Buradan, Meclis kürsüsünden, halkımızın şahitliğinde gözlerinizin içine bakarak söylüyorum. Türkiye işçi sınıfı adına, bu ülkenin devrimcileri adına sizleri uyarıyorum…"

‘NEYİ DEVİRECEKSİN? İKTİDARINIZI DEVİRECEĞİZ’

 “Bu bütçeye evet demek, ‘bir stadyum dolusu asgari ücretlinin bir aylık gelirini saray bir günde harcasın’ demektedir. Emeklilikte yaşa takılanlar şimdi de AKP'ye takılsınlar, emekli maaşına el konulanlar ölümün kucağına atılsın demektir. Bu bütçeye evet demek, ataması yapılmayan öğretmenlere, sağlık emekçilerine ‘mesleğini yaptırmıyorum, ister limon sat ister intihar et’ demektir. Bu bütçeye evet demek, ‘Kürt emekçilerine dilin, kültürün, siyasi iraden değil; üzerine yollayacağımız mermiler, bombalar devlet güvencesi altında’ demektir. Bu bütçeye evet demek, ‘Alevilere, Sünni Diyanet İşleri Başkanı‘na trilyonluk makam aracı alacağız ama senin eşit yurttaşlık talebini zerre umursamıyoruz’ demektir. Bu bütçeye evet demek, ‘Gencecik askerlerin sadece iktidarda kalmanız için üretilen savaş politikalarına kurşunla olmuyorsa soğuktan donarak ölmesi’ demektir. Ve arkadaşlar, bu bütçeye evet demek, aydınların, gazetecilerin, akademisyenlerin, sanatçıların, hukukçuların AKP gericiliğine karşı özgürlüğü, gerçeği, bilimi savunan insanların işsiz bırakılması, tutuklanması demektir.”

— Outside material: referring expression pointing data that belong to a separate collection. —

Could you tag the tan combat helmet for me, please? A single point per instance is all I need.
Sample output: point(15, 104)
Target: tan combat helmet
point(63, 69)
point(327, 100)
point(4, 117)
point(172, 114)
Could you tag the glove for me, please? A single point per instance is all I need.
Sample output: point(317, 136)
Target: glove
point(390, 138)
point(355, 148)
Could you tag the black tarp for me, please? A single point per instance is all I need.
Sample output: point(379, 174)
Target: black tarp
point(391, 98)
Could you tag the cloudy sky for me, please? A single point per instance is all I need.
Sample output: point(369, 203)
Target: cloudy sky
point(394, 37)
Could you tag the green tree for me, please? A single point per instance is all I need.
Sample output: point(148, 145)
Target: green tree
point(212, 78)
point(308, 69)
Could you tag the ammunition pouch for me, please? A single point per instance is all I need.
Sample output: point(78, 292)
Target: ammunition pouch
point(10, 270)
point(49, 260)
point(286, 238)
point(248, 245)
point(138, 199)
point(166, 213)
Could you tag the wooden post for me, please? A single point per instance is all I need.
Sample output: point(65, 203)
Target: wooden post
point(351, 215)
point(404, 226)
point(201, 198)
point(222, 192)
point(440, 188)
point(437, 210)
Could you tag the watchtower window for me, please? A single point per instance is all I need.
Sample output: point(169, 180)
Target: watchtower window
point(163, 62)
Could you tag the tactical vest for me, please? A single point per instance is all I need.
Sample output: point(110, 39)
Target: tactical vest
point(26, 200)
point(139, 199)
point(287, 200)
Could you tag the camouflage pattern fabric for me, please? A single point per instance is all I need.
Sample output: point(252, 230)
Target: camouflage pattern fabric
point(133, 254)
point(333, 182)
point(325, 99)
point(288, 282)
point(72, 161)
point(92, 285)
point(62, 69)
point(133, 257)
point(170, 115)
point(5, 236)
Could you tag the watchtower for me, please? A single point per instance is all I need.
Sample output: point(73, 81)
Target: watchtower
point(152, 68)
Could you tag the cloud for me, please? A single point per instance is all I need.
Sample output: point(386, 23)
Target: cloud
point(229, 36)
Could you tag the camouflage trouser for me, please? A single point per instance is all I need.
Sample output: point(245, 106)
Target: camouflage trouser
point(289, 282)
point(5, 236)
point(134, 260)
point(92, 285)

‘BU HAN-I YAĞMA DÜZENİ SONA ERECEK’
“Bu ülkenin işçilerine sesleniyorum, bu ülkenin emekçilerine sesleniyorum. Patronların ve emperyalistlerin hizmetindeki bir iktidar tarafından yönetiliyoruz kardeşler. Fakat bu karanlık günler er ya da geç mutlaka bitecek ve bu, Türkiye işçi sınıfının eseri olacak. Onlar teslim olmadığı sürece biz de teslim olmayacağız. Patronlara da sesleniyorum. Bu zevki sefanın, bu iktidarla al gülüm ver gülüm ilişkisinin sonsuza kadar gitmeyeceğini bilin. Bu han-ı yağma düzeni sona erecek, eşitlik ve özgürlük kazanacak!”